In the infinite-dimensional case, the set of extreme points can be close. A simple example is the unit sphere in an infinite-dimensional Hilbert space with the weak topology (with respect to this it is compact). The set of extremal points is the set of all vectors with length 1. To see that the set of extremal points is dense in , let a vector with and be a weak neighborhood of . Then there are vectors and one with . Since is infinite dimensional, there is one to the orthogonal vector and then one such that the vector has length 1 and is therefore an extremal point. There follows . This shows that every weak neighborhood of a vector of length <1 contains an extreme point. Therefore, the termination of the extreme point set coincides with . ${\ displaystyle U}$ ${\ displaystyle H}$ ${\ displaystyle U}$ ${\ displaystyle U}$ ${\ displaystyle x_ {0}}$ ${\ displaystyle \ | x_ {0} \ | <1}$ ${\ displaystyle V}$ ${\ displaystyle x_ {0}}$ ${\ displaystyle y_ {1}, \ ldots, y_ {n} \ in H}$ ${\ displaystyle \ varepsilon> 0}$ ${\ displaystyle \ {x \ in H; \, | \ langle x-x_ {0}, y_ {i} \ rangle | <\ varepsilon \, {\ mbox {for all}} i = 1, \ ldots n \ } \ subset V}$ ${\ displaystyle H}$ ${\ displaystyle y_ {i}}$ ${\ displaystyle y}$ ${\ displaystyle \ lambda> 0}$ ${\ displaystyle x_ {0} + \ lambda y}$ ${\ displaystyle \ langle (x_ {0} + \ lambda y) -x_ {0}, y_ {i} \ rangle = \ lambda \ langle y, y_ {i} \ rangle = 0}$ ${\ displaystyle x_ {0} + \ lambda y \ in V}$ ${\ displaystyle U}$

Extremal quantities

The definition of an extremal point can be transferred naturally to sets: An extremal set is a subset of a convex set with the property that points from this set can only be represented as a convex combination of points from the convex set if these points are already in the subset itself are included.
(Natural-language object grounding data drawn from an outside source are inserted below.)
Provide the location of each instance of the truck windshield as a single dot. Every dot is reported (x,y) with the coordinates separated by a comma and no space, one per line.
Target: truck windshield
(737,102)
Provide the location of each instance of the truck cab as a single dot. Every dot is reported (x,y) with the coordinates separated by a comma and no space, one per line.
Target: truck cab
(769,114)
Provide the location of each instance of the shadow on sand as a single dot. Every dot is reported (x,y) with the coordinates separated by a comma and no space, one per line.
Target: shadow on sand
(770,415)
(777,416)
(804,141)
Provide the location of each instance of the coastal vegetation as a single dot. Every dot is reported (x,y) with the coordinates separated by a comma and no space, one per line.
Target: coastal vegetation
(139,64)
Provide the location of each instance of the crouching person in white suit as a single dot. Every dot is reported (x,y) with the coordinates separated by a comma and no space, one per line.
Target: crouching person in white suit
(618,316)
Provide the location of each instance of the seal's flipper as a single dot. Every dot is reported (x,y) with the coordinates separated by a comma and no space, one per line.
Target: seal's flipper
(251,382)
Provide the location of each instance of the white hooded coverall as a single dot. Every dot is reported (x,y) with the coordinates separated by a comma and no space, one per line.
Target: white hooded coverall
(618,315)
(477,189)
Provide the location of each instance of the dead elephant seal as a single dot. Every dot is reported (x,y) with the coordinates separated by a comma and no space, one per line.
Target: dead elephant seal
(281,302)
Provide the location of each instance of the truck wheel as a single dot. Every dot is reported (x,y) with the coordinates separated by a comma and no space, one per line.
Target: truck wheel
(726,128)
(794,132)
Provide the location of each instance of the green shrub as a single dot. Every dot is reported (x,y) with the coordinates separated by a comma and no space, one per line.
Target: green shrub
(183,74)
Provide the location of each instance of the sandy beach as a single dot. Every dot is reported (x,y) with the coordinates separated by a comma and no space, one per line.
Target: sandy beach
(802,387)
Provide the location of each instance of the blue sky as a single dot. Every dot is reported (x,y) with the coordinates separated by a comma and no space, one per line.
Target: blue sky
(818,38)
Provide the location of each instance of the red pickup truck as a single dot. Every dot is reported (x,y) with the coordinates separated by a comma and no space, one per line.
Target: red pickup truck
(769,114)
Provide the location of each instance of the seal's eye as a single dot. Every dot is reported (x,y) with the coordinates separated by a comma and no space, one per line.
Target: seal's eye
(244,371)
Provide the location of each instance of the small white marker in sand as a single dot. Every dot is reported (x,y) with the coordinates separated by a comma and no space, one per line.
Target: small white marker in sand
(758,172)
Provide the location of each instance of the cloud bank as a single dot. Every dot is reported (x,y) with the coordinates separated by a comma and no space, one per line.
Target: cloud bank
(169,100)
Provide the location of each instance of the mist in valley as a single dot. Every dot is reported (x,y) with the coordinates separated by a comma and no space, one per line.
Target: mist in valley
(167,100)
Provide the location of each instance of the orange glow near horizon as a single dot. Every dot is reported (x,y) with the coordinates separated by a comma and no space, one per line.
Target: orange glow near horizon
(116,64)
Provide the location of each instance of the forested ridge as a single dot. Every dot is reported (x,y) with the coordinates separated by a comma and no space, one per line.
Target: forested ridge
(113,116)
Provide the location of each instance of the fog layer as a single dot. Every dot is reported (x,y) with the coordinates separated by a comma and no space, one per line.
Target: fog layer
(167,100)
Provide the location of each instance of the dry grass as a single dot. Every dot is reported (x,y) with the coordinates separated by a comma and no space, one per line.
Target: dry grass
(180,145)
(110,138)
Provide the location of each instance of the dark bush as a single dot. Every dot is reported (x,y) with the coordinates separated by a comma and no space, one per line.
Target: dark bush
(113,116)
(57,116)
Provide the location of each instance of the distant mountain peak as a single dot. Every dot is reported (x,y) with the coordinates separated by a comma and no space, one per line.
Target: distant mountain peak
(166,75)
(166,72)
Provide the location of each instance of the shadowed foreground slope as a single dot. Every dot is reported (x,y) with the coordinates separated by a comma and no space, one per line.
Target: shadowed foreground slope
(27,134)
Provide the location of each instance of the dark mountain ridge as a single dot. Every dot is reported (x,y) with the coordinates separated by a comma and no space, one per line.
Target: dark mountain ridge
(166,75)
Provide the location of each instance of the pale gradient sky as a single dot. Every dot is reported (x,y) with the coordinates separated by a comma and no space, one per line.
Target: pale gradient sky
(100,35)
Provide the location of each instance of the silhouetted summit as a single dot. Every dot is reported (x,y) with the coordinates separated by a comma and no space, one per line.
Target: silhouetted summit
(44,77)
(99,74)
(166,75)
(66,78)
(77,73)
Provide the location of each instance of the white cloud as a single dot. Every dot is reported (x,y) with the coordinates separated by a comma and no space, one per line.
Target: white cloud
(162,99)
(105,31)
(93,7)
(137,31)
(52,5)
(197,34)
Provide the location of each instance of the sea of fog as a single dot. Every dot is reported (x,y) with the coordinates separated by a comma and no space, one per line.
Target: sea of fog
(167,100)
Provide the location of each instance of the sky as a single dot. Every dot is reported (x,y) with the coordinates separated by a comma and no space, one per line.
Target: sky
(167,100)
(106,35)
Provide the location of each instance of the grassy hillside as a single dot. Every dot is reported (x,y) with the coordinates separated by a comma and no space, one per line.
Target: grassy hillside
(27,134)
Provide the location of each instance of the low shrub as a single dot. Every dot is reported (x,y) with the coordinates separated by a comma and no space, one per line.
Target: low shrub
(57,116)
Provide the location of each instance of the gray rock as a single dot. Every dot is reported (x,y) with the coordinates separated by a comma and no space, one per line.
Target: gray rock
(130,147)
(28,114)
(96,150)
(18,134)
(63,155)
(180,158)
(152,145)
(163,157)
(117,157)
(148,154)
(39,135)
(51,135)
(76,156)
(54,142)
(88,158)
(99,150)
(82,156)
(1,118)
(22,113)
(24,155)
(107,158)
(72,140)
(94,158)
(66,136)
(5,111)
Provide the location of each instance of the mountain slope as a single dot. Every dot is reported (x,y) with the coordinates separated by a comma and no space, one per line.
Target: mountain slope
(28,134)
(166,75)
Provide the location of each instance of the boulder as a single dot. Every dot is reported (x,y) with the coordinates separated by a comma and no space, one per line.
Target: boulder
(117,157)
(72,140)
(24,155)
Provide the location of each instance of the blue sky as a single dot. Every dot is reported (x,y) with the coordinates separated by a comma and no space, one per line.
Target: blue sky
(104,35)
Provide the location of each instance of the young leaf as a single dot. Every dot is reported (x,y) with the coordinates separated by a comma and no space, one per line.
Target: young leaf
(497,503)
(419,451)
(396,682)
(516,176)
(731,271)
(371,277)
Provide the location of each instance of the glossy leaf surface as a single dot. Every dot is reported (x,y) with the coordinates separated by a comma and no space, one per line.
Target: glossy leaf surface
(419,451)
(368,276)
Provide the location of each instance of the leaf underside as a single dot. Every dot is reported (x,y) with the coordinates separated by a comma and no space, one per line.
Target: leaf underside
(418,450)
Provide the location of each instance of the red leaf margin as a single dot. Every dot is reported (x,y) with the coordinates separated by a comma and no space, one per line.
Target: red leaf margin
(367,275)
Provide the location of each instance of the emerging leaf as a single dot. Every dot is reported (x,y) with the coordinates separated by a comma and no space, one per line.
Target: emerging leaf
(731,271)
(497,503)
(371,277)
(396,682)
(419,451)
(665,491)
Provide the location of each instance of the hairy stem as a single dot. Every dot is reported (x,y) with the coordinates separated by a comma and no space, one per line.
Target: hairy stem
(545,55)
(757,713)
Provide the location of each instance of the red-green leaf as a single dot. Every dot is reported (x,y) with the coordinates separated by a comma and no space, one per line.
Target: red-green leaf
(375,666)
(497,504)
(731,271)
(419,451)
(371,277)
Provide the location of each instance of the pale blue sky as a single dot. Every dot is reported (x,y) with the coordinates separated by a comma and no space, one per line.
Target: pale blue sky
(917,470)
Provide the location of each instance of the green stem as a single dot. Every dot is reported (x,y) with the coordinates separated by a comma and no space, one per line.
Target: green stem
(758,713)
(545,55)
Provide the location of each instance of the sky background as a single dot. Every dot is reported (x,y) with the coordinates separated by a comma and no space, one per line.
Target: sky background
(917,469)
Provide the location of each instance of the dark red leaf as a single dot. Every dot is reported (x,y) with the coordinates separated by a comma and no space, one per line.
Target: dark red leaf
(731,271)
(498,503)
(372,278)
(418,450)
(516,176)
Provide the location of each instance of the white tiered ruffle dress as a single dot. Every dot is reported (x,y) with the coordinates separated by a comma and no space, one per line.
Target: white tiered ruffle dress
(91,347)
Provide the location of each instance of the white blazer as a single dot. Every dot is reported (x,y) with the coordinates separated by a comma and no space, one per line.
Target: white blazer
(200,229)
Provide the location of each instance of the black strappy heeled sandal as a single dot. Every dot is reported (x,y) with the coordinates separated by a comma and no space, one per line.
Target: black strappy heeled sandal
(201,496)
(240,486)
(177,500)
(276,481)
Formally:

Let be a vector space, convex and . Then there is an extremal set if:

{\ displaystyle X}

{\ displaystyle K \ subset X}

{\ displaystyle M \ subset K}

{\ displaystyle M}

{\ displaystyle \ forall \, \ alpha \ in (0,1) ~ \ forall \, x_ {1}, x_ {2} \ in K \ !: ~ \ alpha x_ {1} + (1- \ alpha) x_ {2} \ in M ​​~ \ Rightarrow ~ x_ {1}, x_ {2} \ in M.}

Typical examples are sides or edges of polyhedra. An often used theorem is that extremal points of extremal sets are already extremal points of the surrounding convex set.

literature

RV Kadison , JR Ringrose : Fundamentals of Operator Algebras , Academic Press 1983
N. Bourbaki : Topological Vector Spaces: Chapters 1 - 5 . Springer Verlag , Berlin, Heidelberg, New York, London, Paris, Tokyo 1987, ISBN 3-540-13627-4 ( MR0910295 ).